I first developed a Shiny app similar to this as part of the video course "Learning R for Data Visualization", which I published with Packt:
In the video course the focus was on developing an Shiny app for the first time, so the final app was relatively simple. This new version includes more plots, a list is available below:
- Histograms (with option for faceting)
- Barchart (with confidence intervals, and option for color with dodging and faceting, plus a checkbox in case on non-normal distributions)
- BoxPlots (with option for faceting)
- Scatterplots (with options for color, size and faceting)
Error bars in barcharts are computed as 1.96 times the standard error of the mean (1.57 times the standard error of the median in case on non-normal distribution). When the color option is set, barcharts are plotted one next to the other for each color (option dodging).
For scatterplots, if the option for faceting is provided each plot will include a linear regression lines.
- Users can import either a csv or a txt file
- The first selection box allows to choose the separation symbol between comma, space and semicolon
- Please be aware that the the function read.table (which was use in the app) expects the data file to have missing values identified with NA (default option na.strings=NA), and the file to have column labels (default option header=T).
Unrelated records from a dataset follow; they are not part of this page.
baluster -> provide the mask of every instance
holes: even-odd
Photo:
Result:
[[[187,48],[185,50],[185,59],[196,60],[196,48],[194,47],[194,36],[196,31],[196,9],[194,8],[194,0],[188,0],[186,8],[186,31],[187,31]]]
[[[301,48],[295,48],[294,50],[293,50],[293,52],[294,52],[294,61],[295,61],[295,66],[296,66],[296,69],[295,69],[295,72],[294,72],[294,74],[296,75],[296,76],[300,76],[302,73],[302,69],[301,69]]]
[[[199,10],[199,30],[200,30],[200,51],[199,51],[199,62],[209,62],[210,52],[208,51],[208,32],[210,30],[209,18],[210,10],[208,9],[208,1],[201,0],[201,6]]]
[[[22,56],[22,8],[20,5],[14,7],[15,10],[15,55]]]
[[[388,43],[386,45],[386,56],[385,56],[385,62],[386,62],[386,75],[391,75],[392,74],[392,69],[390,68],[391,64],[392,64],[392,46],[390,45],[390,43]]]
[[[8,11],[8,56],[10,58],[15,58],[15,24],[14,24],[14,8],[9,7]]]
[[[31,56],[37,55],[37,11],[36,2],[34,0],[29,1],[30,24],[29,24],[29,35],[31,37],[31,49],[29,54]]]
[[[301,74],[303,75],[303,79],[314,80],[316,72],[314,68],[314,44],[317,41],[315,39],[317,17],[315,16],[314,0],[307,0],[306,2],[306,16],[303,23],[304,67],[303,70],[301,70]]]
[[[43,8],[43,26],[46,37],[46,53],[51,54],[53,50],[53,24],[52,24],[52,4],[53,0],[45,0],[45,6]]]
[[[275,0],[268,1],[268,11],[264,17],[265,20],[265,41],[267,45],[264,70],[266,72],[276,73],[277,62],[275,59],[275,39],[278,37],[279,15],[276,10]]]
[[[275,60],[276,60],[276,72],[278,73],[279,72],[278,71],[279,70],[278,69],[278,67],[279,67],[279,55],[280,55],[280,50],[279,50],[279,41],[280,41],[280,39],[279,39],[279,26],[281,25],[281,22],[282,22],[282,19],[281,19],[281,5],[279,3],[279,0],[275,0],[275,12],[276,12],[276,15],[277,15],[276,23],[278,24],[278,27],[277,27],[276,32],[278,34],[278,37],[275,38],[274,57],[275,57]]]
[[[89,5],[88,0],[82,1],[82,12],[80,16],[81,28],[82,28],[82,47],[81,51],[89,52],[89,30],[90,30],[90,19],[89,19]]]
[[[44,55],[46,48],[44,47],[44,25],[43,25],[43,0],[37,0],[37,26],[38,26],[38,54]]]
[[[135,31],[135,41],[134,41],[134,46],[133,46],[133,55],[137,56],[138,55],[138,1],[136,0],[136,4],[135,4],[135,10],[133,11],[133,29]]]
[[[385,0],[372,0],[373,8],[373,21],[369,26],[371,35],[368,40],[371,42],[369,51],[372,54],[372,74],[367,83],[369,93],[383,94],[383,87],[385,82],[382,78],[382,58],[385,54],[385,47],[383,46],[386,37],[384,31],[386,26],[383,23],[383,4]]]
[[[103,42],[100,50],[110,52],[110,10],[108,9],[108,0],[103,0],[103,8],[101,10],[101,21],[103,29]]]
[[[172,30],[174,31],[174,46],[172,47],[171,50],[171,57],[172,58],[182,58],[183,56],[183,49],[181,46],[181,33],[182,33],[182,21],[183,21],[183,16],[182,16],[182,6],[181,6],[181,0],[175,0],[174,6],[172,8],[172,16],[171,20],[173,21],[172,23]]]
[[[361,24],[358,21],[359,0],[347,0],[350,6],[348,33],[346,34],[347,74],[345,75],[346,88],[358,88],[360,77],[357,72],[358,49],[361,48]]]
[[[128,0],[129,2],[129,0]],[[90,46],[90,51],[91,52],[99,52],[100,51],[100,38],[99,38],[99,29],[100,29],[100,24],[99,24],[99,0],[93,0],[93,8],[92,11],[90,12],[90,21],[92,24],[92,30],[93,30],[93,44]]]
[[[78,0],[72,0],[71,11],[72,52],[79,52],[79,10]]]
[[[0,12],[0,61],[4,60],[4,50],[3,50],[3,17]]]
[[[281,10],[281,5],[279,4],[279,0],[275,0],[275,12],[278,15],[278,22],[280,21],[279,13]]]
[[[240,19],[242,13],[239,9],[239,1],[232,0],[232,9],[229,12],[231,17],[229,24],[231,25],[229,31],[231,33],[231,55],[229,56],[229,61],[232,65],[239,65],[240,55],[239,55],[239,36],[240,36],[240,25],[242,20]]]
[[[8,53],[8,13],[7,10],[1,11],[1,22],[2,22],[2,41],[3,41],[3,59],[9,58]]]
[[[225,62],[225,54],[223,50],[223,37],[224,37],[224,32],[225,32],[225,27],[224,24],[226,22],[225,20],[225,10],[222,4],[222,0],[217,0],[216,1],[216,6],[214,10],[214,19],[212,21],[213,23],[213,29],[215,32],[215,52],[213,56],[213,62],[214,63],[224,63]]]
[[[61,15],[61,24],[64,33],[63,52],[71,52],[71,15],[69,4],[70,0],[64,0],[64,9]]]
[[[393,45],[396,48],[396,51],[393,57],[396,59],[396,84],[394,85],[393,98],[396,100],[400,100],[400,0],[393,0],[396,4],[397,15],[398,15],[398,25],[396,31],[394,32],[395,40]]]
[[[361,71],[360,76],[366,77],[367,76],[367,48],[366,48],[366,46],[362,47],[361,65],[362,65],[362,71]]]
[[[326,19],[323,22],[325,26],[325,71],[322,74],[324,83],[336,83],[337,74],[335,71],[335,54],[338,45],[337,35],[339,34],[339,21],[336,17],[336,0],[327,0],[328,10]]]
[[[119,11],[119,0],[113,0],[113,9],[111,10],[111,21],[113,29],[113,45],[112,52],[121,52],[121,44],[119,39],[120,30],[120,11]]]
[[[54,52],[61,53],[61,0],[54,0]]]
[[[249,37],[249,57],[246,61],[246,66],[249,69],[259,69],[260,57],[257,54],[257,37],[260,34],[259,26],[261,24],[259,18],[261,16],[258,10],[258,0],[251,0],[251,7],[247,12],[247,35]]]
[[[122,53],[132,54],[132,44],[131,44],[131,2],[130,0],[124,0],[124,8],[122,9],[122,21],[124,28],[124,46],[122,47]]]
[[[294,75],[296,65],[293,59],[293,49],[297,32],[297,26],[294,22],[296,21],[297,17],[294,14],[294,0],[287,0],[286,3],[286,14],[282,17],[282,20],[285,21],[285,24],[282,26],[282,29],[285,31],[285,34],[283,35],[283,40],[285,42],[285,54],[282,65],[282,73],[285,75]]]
- Column names become the labels of the plot (on the two axis and legend), so it might be a good idea to have informative column names.
- If you need a variable to be identified as factorial please encode it with letters: e.g. T1, T2. Numbers are identified by R as numerical columns.
Version 3 of the app allows users to download plots at high resolution, specifying both width and height of the output image. I would like to thank hplieninger for his support!!